The correct answer is $x_1=x_2=1$, but with rounding I get $x_1 =0$, and $x_2 =2$. Why?
Every trick I know except increasing the precision, yields similar wrong answers.

In [31]:
[1+2*eps() 1+2*eps(); 1+eps() 1]\[2+4*eps(); 2+eps()]

2-element Array{Float64,1}:
 0.0
 2.0

In [36]:
[BigFloat(1)+2*eps() 1+2*eps(); 1+eps() 1]\[BigFloat(2)+4*eps(); 2+eps()]

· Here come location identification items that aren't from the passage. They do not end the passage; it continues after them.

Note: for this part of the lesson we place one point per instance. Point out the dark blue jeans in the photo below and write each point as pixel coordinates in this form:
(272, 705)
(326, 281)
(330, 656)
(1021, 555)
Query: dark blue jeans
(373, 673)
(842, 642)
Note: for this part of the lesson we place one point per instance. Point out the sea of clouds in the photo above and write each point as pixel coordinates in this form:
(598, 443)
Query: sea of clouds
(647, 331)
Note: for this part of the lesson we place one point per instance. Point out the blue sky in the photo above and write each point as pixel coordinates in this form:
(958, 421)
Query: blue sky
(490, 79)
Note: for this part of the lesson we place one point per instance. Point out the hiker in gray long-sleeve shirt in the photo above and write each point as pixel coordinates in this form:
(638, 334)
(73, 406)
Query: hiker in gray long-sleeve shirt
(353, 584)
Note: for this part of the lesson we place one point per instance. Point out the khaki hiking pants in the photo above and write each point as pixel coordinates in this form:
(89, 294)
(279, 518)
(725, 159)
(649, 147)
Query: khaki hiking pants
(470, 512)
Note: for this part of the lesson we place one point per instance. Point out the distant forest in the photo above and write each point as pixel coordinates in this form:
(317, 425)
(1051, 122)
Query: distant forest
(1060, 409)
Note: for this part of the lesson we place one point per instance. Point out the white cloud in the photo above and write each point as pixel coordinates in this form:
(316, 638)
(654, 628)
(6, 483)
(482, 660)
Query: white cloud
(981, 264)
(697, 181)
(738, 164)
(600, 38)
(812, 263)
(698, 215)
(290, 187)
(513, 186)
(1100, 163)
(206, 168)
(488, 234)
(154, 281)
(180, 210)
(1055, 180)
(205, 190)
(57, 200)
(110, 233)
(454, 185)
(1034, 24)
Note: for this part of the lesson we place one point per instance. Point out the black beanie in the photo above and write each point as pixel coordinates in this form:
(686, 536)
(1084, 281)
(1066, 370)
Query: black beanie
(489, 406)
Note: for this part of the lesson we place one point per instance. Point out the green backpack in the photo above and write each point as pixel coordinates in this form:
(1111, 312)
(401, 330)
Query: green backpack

2-element Array{BigFloat,1}:
 0.000000000000000000000000000000000000000000000000000000000000000000000000000000
 2.000000000000000000000000000000000000000000000000000000000000000000000000000000

__Reason__  IEEE Arithmetic rounds this system to

 $$
\left(\begin{array}{cc|c}
(1+2\epsilon)&     (1+2\epsilon )&     2+4\epsilon \\
(1+\epsilon)&     1   &2           \end{array}\right)
$$

which has the solution $x_1=0$ and $x_2=2$. This problem is very close to the singular system

$$
\left(\begin{array}{cc|c} 1 & 1 & 2 \\ 1 & 1 & 2\end{array}\right)
$$

which has the solutions

$$
\mathbf{x} =(x_1,x_2)^T = (1,1)^T+ \beta*(-1,1)^T, \quad \beta \in \mathbb{R},
$$

Note that $(x_1,x_2)= (1,1)$ and $(x_1,x_2)=(0,2)^T$ are two of those solutions.